Fall 2020 - Computational Medicine course project - SARS-CoV-2 Subunit Vaccine Design (HW5)
The goal of this project is to design a subunit vaccine targeting the spike glycoprotein of SARS-CoV-2. Specifically, this project focuses on selecting a set of peptides which could theoretically be delivered using an RNA vaccine.
Work involved cleaning, standardizing, and encoding MHC binding data, training regression models (Random Forest) to predict pIC50 values for a given HLA allele and peptide k-mer, and designing a novel approach for taking binding predictions for SARS-CoV-2 spike glycoprotein (.fasta
format) and selecting a subset of peptides to maximize coverage of HLA allele reference sets.
Analysis was performed using Jupyter Notebook and Python.
Vaccine design functions and helper functions are implemented as Python package vaccine
under /packages.
-
For each MHC class, train separate regression models (Random Forest) for each HLA allele in the reference set. MHC I data is limited to peptides of length 9; MHC II data is limited to peptides of length 15.
-
For each MHC class, subdivide the spike sequence into overlapping k-mers of matching length (9 or 15). Use the regression models to predict pIC50 binding values for each (k-mer, allele) combination.
-
Create data structure P to track the set of alleles covered by each peptide k-mer. Sort P by number of alleles covered, descending.
- Generate a peptide set which covers as many alleles in a single MHC class at least once. Order alleles so that the least-covered allele is covered first. Order peptides so that the peptide with the possible allele coverage is selected first.
min_designs = []
for design limit D, set of alleles A, set of peptides P, and pIC50 threshold p_min:
limit P to peptides with pIC50 > p_min
U: set of uncovered alleles from A covered by at least one peptide in P
S: set of selected peptides
while |S| ≤ D and |U| > 0 and |P| > 0:
select allele a which is covered by fewest number of peptides in P
select first p in P which covers a
add p to S
remove peptides from P which overlap with p
remove from U each allele covered by p
remove from U any alleles with nonzero coverage in revised P
add S to min_designs
- Minimum coverage won't result in equal coverage of every allele in a given MHC class. With remaining design space, choose peptides to equalize coverage as much as possible. Order alleles so least-covered is improved first (non-zero only).
bal_designs = []
for design limit D, set of selected peptides S in min_designs, and pIC50 value p_min:
limit P to peptides with pIC50 > p_min and which are not in S
C: set of alleles covered by S
L: set of alleles for which no additional coverage can be found in P, initially empty
while |S| ≤ D and |P| > 0 and |L| ≠ |C|:
select allele a in C with the least coverage which is not in L
search for peptide p in P which covers a
if p exists:
add p to S
remove peptides from P which overlap with p
else:
add a to L
add S to bal_designs
Note: Implementation attempts to increase coverage for each allele in C once, even if that allele remains the least-covered in C and peptides remain in P which could cover that allele. Implementation should be revised to match pseudocode.
- A final set of peptides must be selected from the design sets which have been generated.
- To balance coverage of MHC classes, half of the peptides in the final design will be chosen from the design sets of each MHC class. For each MHC class, selection considers all design sets generated from each combination of (D,p_min). The goal is to select peptides with the highest pIC50 values to maximize coverage.

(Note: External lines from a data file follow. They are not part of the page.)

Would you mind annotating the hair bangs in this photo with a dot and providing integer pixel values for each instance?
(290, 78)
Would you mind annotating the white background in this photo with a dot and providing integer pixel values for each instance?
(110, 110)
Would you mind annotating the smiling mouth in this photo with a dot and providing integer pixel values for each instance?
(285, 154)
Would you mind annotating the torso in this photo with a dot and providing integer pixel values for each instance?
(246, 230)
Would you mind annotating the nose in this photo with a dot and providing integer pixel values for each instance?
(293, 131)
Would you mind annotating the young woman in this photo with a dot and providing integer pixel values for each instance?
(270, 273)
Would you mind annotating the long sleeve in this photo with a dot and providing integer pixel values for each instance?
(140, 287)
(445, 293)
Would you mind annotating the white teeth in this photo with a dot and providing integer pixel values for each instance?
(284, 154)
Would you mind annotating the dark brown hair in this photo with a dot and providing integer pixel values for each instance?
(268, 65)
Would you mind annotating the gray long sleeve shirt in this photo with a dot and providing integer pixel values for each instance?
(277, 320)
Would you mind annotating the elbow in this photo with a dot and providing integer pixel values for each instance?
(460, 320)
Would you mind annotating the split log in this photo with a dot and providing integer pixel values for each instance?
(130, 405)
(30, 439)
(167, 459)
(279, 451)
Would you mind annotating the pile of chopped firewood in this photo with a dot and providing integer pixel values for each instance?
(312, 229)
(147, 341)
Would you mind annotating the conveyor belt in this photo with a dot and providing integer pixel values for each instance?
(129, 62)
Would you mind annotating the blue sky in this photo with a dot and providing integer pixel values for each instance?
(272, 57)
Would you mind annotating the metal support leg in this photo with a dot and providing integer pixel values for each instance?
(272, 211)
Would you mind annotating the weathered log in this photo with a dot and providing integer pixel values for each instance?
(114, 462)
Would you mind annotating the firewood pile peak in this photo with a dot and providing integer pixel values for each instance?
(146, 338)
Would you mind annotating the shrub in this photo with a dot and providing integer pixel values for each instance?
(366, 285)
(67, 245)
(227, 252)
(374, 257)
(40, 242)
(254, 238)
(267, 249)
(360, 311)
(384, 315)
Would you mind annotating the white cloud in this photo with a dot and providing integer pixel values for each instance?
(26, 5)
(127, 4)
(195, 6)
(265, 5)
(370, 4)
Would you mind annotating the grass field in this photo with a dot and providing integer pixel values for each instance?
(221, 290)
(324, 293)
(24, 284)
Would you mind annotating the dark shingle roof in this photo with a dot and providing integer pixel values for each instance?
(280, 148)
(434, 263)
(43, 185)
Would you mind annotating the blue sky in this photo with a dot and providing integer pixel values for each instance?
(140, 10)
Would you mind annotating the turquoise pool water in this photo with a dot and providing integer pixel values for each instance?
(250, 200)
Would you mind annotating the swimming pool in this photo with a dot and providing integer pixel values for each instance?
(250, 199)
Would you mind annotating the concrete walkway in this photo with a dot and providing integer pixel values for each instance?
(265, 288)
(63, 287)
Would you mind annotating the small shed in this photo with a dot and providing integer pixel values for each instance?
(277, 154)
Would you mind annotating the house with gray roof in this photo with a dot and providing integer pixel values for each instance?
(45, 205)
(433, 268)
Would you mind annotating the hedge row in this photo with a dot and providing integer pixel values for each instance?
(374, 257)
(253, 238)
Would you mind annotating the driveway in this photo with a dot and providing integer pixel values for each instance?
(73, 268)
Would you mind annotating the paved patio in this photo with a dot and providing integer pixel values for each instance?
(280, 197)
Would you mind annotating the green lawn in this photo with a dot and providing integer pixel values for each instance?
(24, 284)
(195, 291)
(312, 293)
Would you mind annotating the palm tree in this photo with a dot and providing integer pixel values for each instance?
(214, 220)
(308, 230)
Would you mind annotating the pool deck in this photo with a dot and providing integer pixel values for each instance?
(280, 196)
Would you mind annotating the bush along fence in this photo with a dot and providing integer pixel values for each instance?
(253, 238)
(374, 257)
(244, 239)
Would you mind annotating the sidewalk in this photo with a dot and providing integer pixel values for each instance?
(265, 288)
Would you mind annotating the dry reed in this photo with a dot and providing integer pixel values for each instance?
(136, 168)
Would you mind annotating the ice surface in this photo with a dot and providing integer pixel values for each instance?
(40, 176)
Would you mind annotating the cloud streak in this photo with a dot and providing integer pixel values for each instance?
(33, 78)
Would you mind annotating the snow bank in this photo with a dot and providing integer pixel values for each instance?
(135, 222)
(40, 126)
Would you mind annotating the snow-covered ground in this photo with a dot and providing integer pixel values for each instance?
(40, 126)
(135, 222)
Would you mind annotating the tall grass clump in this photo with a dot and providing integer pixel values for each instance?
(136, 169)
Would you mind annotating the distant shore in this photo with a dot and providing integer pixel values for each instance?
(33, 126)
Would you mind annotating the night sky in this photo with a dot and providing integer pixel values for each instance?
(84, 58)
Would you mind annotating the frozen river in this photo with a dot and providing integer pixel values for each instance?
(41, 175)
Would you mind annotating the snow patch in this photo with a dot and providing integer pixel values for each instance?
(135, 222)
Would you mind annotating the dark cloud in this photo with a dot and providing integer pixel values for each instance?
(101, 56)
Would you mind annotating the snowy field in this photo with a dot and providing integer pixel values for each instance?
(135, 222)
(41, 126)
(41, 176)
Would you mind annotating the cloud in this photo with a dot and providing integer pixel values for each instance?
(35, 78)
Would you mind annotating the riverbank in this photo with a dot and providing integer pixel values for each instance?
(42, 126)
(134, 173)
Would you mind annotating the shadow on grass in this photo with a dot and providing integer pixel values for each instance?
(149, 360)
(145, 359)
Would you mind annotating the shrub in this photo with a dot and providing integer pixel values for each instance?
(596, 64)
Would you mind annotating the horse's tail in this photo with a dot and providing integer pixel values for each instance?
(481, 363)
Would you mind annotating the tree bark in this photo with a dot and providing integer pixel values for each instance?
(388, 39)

Fc: final design set for a single MHC class
Df: user-defined size of final design set
p_current = max{p_min for design sets}
while |Fc| < |Df|:
Smin : set of peptides in min_design set using p_current as p_min
Sbal : set of peptides in matching bal_design set which are not in Smin
if Fc does not contain all peptides in Smin:
add peptide in Smin not in Fc to Fc
else if Fc does not contain all peptides in Sbal:
add peptide in Sbal not in Fc to Fc
else:
set p_current to next highest p_min in design sets
return Fc
Note: When choosing from Smin or Sbal, implementation favors peptides which covers the most alleles.